Kodell R L, Matis J H
Biometrics. 1976 Jun;32(2):377-90.
A procedure is described for estimating the rate constants of a two-compartment stochastic model for which the covariance structure over time of the observations is known. The proposed estimation procedure, by incorporating the known (as a function of the parameters to be estimated) covariance structure of the observations, produces regular best asymptotically normal (RBAN) estimators for the parameters. In addition, the construction of approximate confidence intervals and regions for the parameters is made possible by identification of the asymptotic covariance matrix of the estimators.
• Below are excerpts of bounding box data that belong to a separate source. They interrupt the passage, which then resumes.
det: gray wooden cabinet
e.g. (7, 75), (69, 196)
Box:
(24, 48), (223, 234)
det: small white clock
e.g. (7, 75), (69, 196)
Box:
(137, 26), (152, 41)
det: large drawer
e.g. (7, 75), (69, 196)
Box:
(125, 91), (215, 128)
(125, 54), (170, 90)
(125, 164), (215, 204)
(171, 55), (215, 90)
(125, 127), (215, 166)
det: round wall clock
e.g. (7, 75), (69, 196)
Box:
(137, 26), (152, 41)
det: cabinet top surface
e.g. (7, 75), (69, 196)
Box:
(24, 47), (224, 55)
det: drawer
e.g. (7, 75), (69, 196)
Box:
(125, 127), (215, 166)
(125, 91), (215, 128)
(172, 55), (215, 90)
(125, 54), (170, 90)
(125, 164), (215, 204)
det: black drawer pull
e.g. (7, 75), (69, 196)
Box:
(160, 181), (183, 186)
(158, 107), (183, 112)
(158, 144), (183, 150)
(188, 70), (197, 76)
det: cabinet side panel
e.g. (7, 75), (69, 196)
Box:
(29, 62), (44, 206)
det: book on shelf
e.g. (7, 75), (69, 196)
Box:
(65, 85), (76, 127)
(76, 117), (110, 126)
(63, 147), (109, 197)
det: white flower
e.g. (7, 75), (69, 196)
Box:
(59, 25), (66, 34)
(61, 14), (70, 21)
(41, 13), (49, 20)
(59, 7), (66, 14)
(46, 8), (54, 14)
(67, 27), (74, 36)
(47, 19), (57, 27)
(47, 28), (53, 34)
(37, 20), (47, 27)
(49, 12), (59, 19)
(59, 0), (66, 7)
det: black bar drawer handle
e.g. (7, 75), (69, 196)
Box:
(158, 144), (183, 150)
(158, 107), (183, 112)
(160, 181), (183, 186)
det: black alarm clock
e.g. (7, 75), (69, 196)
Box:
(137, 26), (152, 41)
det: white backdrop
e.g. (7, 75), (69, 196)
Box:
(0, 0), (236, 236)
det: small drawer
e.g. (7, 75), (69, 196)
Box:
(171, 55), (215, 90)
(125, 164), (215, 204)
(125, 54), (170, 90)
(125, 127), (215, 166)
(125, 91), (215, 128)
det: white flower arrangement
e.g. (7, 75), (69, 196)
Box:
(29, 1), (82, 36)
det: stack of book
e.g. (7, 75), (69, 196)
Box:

The explicit form of the inverse of the covariance matrix, which is required in the estimation procedure, is presented. The procedure is illustrated by application to real as well as simulated data, and a comparison is made to the widely used nonlinear least squares procedure, which does not account for correlations over time.
本文描述了一种用于估计两室随机模型速率常数的方法,该模型观测值随时间的协方差结构是已知的。所提出的估计方法通过纳入观测值已知的(作为待估计参数的函数)协方差结构,产生了参数的正则最佳渐近正态(RBAN)估计量。此外,通过识别估计量的渐近协方差矩阵,可以构建参数的近似置信区间和区域。给出了估计过程中所需协方差矩阵逆的显式形式。通过应用于实际数据和模拟数据对该方法进行了说明,并与未考虑时间相关性的广泛使用的非线性最小二乘法进行了比较。